Debates concerning the use of drones in Pakistan, and other countries, by the CIA are not new. Recently US Defense Secretary Leon Panetta, in an AFP interview, was forced to defend the policy and practice; “The whole purpose of our operations were aimed at those who attacked this country and killed 3,000 innocent people in New York as well as 200 people here at the Pentagon.”
However, does this entitle the US to breach Pakistan’s sovereignty and send drones to carry out “targeted killings” of Al-Qaeda leaders that often result in civilian causalities?
A Stanford/NYU report titled “Living Under Drones” has offered a serious critique of the efficacy of drones and their effect on US/Pakistan relations.
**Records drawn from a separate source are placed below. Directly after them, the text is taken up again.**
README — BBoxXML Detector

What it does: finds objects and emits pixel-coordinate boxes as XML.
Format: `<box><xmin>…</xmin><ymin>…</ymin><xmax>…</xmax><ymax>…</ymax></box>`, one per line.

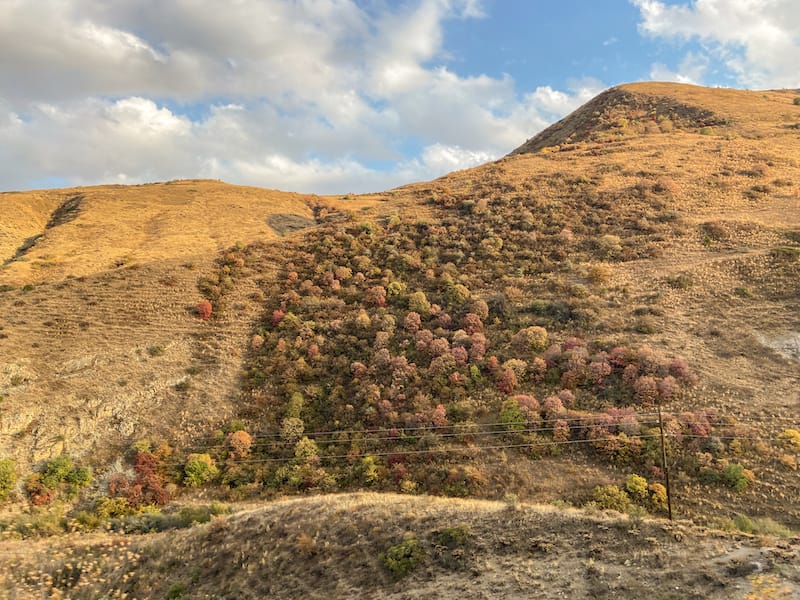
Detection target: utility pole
<box><xmin>656</xmin><ymin>403</ymin><xmax>672</xmax><ymax>521</ymax></box>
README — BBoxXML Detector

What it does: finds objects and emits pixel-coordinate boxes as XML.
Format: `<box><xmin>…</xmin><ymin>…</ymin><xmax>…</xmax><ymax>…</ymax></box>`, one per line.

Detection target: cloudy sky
<box><xmin>0</xmin><ymin>0</ymin><xmax>800</xmax><ymax>193</ymax></box>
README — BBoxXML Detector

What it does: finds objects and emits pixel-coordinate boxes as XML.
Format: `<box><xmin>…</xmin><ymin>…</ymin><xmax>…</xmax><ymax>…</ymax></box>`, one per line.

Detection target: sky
<box><xmin>0</xmin><ymin>0</ymin><xmax>800</xmax><ymax>194</ymax></box>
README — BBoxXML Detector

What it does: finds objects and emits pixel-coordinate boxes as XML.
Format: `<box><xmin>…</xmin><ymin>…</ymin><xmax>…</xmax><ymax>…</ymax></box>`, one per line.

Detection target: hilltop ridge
<box><xmin>510</xmin><ymin>82</ymin><xmax>797</xmax><ymax>156</ymax></box>
<box><xmin>0</xmin><ymin>83</ymin><xmax>800</xmax><ymax>597</ymax></box>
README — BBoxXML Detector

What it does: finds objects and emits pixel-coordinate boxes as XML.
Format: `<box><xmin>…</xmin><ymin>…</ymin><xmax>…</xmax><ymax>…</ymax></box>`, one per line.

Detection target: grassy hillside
<box><xmin>0</xmin><ymin>494</ymin><xmax>800</xmax><ymax>600</ymax></box>
<box><xmin>0</xmin><ymin>84</ymin><xmax>800</xmax><ymax>597</ymax></box>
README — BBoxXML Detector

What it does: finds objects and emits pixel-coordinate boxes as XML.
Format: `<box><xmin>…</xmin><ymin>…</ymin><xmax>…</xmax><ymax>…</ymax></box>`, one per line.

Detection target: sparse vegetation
<box><xmin>380</xmin><ymin>536</ymin><xmax>426</xmax><ymax>579</ymax></box>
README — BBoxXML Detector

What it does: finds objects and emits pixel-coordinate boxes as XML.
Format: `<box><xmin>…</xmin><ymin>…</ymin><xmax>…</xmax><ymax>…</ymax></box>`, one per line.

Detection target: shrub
<box><xmin>625</xmin><ymin>474</ymin><xmax>648</xmax><ymax>502</ymax></box>
<box><xmin>0</xmin><ymin>458</ymin><xmax>17</xmax><ymax>502</ymax></box>
<box><xmin>778</xmin><ymin>429</ymin><xmax>800</xmax><ymax>450</ymax></box>
<box><xmin>379</xmin><ymin>537</ymin><xmax>425</xmax><ymax>579</ymax></box>
<box><xmin>592</xmin><ymin>485</ymin><xmax>631</xmax><ymax>512</ymax></box>
<box><xmin>227</xmin><ymin>430</ymin><xmax>253</xmax><ymax>459</ymax></box>
<box><xmin>500</xmin><ymin>398</ymin><xmax>527</xmax><ymax>431</ymax></box>
<box><xmin>197</xmin><ymin>300</ymin><xmax>212</xmax><ymax>321</ymax></box>
<box><xmin>511</xmin><ymin>327</ymin><xmax>547</xmax><ymax>352</ymax></box>
<box><xmin>183</xmin><ymin>454</ymin><xmax>219</xmax><ymax>487</ymax></box>
<box><xmin>408</xmin><ymin>292</ymin><xmax>431</xmax><ymax>315</ymax></box>
<box><xmin>34</xmin><ymin>454</ymin><xmax>92</xmax><ymax>504</ymax></box>
<box><xmin>719</xmin><ymin>463</ymin><xmax>756</xmax><ymax>492</ymax></box>
<box><xmin>461</xmin><ymin>313</ymin><xmax>483</xmax><ymax>335</ymax></box>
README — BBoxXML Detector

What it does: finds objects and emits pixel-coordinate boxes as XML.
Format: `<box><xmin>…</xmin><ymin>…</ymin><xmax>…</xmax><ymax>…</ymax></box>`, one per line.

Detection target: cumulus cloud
<box><xmin>0</xmin><ymin>0</ymin><xmax>602</xmax><ymax>192</ymax></box>
<box><xmin>631</xmin><ymin>0</ymin><xmax>800</xmax><ymax>89</ymax></box>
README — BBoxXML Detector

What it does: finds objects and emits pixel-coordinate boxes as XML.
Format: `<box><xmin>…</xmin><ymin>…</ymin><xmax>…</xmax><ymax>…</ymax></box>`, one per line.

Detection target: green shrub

The report concludes that “US policy makers and the American public cannot continue to ignore evidence of the civilian harm and counter-productive impacts of US targeted killings and drone strikes in Pakistan.”
Between 2004 to 2013, there have been a total of 362 US drone strikes in Pakistan, resulting in approximately 2,629-3,461 deaths in Pakistan alone. Between 475-891 were civilian deaths, and 176 were children. These drone strikes fuel anti-US sentiment in Pakistan, hindering any development towards peaceful relations.
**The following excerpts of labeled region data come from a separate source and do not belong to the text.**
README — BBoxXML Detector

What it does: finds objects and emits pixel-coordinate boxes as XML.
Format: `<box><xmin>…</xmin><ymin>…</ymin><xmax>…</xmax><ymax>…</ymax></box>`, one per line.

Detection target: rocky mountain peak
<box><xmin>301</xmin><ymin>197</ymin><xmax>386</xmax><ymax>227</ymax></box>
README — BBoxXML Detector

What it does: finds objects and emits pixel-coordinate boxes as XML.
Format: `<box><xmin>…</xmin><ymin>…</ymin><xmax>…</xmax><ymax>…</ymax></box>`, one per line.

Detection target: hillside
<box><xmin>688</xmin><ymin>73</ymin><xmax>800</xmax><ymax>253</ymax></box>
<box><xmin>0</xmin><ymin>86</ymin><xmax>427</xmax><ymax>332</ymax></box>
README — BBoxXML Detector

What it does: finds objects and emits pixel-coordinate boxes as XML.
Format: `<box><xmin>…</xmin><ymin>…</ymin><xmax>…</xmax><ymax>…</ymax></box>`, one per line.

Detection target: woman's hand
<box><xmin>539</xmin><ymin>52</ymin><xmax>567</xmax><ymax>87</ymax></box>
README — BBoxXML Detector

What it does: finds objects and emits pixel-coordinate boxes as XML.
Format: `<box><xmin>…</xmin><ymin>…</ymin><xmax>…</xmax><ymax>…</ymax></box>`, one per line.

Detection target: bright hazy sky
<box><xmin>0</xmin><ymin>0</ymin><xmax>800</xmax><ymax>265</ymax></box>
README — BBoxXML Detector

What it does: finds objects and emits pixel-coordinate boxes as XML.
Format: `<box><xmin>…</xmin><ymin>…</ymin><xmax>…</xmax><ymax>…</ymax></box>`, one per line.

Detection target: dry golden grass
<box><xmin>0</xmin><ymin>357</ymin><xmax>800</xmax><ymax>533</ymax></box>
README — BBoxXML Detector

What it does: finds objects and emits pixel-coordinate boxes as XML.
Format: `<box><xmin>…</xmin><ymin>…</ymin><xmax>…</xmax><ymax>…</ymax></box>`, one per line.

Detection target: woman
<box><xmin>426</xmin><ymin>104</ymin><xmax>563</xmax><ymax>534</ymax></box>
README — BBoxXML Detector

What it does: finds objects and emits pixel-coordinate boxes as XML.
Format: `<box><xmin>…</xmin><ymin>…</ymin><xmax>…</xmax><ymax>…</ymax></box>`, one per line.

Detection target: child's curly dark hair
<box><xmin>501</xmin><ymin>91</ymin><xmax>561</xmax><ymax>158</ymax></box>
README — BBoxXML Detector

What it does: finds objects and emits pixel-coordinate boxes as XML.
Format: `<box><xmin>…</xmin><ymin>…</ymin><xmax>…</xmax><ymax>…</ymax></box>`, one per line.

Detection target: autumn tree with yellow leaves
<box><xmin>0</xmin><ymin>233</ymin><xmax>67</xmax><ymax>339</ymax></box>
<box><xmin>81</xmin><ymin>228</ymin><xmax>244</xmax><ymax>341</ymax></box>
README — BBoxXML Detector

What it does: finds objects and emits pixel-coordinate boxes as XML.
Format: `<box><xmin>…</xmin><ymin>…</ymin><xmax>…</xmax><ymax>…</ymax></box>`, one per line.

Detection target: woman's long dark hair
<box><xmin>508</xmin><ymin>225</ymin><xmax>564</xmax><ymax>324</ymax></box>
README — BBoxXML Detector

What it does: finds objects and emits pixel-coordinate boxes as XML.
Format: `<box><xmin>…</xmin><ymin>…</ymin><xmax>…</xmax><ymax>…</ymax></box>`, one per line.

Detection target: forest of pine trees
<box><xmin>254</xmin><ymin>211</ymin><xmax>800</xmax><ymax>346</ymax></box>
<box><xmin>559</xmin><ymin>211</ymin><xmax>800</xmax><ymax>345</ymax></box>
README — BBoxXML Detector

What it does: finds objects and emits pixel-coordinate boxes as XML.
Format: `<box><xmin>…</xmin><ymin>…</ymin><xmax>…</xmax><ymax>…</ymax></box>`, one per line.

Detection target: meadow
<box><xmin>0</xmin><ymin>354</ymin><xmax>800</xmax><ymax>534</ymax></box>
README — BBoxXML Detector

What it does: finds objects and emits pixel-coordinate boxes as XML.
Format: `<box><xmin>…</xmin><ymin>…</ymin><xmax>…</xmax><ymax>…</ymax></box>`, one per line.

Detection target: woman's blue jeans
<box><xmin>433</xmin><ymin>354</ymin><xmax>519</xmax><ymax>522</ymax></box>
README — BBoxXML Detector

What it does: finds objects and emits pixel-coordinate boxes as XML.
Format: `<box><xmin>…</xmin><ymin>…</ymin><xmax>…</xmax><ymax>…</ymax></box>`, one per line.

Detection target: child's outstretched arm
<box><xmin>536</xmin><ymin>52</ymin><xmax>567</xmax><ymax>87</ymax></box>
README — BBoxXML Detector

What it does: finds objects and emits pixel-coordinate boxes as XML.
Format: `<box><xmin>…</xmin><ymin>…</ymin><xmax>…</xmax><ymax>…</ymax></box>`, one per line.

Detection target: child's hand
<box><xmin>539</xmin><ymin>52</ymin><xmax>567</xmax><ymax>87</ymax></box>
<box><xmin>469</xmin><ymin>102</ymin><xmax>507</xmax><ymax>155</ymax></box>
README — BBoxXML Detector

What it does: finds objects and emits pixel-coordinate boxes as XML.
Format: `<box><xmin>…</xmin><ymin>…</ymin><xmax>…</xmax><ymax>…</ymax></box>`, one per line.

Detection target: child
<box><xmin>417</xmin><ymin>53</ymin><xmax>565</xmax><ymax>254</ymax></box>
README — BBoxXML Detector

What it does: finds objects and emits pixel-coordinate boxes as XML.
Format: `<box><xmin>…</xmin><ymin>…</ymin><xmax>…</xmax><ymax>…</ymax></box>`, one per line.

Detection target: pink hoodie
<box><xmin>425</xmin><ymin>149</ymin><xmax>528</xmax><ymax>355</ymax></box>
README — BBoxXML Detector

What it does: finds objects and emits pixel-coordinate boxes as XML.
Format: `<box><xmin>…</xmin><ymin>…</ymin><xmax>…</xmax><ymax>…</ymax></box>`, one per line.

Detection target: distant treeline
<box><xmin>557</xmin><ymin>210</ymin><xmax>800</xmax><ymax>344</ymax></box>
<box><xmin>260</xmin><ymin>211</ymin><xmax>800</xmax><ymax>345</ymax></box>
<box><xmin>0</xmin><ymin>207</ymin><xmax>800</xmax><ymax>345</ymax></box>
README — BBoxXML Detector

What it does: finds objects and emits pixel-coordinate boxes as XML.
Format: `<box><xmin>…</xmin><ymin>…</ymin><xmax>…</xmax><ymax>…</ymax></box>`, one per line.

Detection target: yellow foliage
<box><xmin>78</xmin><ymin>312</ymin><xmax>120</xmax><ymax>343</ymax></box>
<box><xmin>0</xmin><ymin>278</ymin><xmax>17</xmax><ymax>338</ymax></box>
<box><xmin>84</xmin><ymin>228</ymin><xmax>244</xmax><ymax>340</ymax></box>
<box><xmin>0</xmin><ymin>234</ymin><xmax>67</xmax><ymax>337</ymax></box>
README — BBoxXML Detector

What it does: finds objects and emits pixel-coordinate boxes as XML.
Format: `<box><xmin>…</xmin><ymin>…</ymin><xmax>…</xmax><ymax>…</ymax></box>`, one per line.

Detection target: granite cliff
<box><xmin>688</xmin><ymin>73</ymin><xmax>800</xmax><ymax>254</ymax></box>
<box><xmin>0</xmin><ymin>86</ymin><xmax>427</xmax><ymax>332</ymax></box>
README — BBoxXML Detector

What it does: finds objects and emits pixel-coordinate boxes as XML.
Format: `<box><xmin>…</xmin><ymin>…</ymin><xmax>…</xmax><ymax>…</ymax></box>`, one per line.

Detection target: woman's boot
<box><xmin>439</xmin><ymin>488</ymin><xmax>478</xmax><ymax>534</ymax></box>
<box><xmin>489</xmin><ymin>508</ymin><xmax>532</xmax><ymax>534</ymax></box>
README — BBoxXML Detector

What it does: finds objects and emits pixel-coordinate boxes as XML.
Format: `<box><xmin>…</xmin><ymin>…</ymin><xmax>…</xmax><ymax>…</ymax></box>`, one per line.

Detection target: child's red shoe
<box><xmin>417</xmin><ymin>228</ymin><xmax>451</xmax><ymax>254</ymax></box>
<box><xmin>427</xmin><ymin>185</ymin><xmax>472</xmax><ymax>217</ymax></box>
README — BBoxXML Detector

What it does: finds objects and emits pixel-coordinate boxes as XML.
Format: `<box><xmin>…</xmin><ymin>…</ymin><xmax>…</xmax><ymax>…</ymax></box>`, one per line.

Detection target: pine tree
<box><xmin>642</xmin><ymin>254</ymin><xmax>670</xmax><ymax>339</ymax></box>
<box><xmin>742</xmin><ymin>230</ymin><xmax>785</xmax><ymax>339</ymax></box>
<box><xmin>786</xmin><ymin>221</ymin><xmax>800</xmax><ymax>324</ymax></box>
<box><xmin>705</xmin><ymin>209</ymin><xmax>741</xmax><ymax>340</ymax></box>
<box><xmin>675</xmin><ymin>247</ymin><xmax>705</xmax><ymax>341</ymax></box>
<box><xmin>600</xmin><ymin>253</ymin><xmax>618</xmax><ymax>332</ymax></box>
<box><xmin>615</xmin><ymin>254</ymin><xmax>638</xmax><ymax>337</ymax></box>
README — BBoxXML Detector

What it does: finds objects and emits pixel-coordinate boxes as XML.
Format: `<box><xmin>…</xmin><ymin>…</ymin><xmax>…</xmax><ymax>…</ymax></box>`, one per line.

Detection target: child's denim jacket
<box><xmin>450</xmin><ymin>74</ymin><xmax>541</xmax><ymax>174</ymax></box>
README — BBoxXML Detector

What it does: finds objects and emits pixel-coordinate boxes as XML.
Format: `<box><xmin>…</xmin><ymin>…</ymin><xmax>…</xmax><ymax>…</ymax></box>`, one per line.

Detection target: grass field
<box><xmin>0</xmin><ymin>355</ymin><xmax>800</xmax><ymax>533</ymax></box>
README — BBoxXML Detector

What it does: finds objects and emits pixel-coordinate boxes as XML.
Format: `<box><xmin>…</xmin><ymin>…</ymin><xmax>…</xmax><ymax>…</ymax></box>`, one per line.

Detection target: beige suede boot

However, Panetta recently championed the use of drones by the CIA in Pakistan. Panetta stated that the US needs to “continue to engage Pakistan, overcoming our respective- and often deep- differences to make all of South Asia peaceful and prosperous.”
But regardless of what the proponents of drones argue are the supposed benefits of killing Al-Qaeda leaders, there is one fact that cannot be denied. Innocent human beings are dying due to the use of these weapons. This loss of human life will not lead to productive or lasting US/Pakistan relations.